Connecteam is a SaaS company that provides an employee management solution for deskless teams. Over the last couple of years, we’ve been growing tremendously and we recently started to face one of the hardest technical challenges: horizontal scaling.
In the era of cloud computing, provisioning new resources is a breeze, but handling those resources in an efficient manner and providing a five nines uptime while allowing a fast-paced development environment is not an easy undertaking.
Our scaling journey started with migrating all of our stateless workloads to Kubernetes, and since Kubernetes and stateless workloads are meant for each other, this part went down the pipe almost effortlessly.

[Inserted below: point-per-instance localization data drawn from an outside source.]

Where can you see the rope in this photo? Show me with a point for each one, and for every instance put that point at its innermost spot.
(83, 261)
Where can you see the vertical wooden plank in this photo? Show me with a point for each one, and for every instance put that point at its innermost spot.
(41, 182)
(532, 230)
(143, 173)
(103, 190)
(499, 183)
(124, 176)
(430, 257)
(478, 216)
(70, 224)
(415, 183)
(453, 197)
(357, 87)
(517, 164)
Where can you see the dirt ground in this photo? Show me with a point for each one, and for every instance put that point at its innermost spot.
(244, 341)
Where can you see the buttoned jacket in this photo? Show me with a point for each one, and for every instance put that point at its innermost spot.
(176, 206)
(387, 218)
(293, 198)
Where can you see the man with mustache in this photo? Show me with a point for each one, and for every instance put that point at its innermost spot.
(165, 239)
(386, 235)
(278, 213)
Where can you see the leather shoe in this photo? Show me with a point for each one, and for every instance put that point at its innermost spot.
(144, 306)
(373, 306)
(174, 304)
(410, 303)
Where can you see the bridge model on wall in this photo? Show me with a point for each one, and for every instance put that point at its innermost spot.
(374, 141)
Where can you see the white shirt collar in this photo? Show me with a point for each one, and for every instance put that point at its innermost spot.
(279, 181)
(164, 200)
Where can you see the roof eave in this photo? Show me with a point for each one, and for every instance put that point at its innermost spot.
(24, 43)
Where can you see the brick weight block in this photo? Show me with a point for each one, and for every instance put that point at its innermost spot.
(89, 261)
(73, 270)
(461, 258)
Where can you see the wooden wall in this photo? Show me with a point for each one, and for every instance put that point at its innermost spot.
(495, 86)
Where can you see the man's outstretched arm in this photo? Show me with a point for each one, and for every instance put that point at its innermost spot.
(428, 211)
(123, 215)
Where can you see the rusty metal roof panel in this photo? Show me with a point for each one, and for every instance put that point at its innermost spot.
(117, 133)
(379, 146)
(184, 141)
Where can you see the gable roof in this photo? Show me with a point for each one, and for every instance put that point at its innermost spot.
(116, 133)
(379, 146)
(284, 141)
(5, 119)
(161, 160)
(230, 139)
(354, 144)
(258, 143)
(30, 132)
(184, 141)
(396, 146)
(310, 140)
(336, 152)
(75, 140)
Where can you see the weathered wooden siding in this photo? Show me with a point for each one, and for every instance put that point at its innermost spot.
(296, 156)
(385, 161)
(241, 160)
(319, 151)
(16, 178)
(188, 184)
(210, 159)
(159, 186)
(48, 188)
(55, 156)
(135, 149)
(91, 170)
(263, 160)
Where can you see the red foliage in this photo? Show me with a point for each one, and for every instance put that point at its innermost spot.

The next step was to migrate our data warehouses and messaging systems, most of them were NoSQL databases and Kubernetes ready, so this part also went quite well.
Now comes the hardest component to migrate: MySQL! We had our eyes on Vitess for quite a while but we were a bit reluctant to introduce some kind of middleware between our applications and the database, here we were touching the core of our system and our most valuable data, no mistakes were allowed, and having no prior experience using Vitess didn’t help.
There were two facts that couldn’t be negated, we needed an SQL database and we needed sharding, if not with Vitess, we would have to implement sharding at the application level or use another SQL database, two options that made everybody cringe!
So then began our Vitess POC, with the help of the Kubernetes operator, Vitess was up and running in minutes and we could connect to the VTGate and start playing with it. The first command we tried was a naive CREATE DATABASE which made us realize that skimming the docs will not do.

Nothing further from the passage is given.